Late in the evening on February 18th, wind energy provided more energy to the Southwest Power Pool (SPP) electric grid than coal, natural gas or nuclear power. At roughly 11PM, wind power generated nearly 40% of all the electricity in the SPP region, which includes Nebraska, Kansas, Oklahoma and portions of New Mexico, Texas, Arkansas and Louisiana. Meanwhile, the region received the remainder of its electricity from coal (37%), natural gas (11%), nuclear (10%) and hydro power (2%). That's right: renewable energy provided more energy than either fossil fuels or nuclear reactors.
This isn't the first time high levels of wind energy have provided power to SPP. Just this past November, SPP recorded a peak of over 9,000 megawatts of wind power generation - at that time, wind power provided 38.3% of the regional transmission organization's (RTO) energy. The peak on February 15th was bigger, both in penetration and total megawatts.

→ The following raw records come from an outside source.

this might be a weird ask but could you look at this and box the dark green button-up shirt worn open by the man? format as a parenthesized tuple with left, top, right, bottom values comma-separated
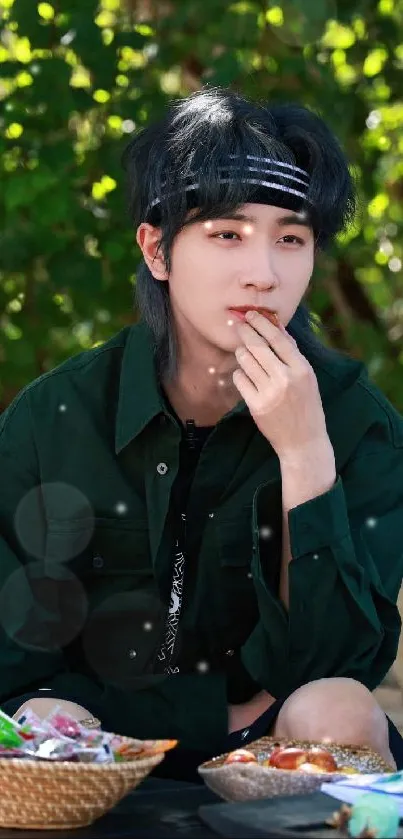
(0, 324, 403, 751)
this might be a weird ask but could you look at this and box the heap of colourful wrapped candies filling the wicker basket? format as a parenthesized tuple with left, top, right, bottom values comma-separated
(0, 706, 177, 763)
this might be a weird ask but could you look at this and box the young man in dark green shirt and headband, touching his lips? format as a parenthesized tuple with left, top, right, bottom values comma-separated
(0, 89, 403, 774)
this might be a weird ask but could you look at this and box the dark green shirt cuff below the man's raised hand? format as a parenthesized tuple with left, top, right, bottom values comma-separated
(288, 477, 350, 559)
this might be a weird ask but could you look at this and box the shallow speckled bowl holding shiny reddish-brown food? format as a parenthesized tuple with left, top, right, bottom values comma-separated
(198, 737, 393, 801)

At one point, more than 10,000 megawatts of wind power were churning out energy for the RTO. Lower evening electric demand, mixed with exceptionally high winds pushed SPP to 43.9% wind power. In December, Texas recorded a peak for wind power output that provided nearly 45% of electricity within the Electric Reliability Council of Texas (ERCOT) grid.
Nothing broke. The system didn't crash. Everyone still had electricity when they flipped a switch. Wind power delivered and the sky didn't fall. The Department of Energy published a study last year indicating the country could receive 30% or more of its electricity from wind farms by 2035, and SPP just provided additional evidence that the goal is realistic. Several utilities across the Southeast, including Alabama Power, Georgia Power, Gulf Power and the Tennessee Valley Authority plan to receive or are already receiving some wind power from the SPP region. But it's clear utilities can, and should, incorporate significantly more wind power into their portfolios.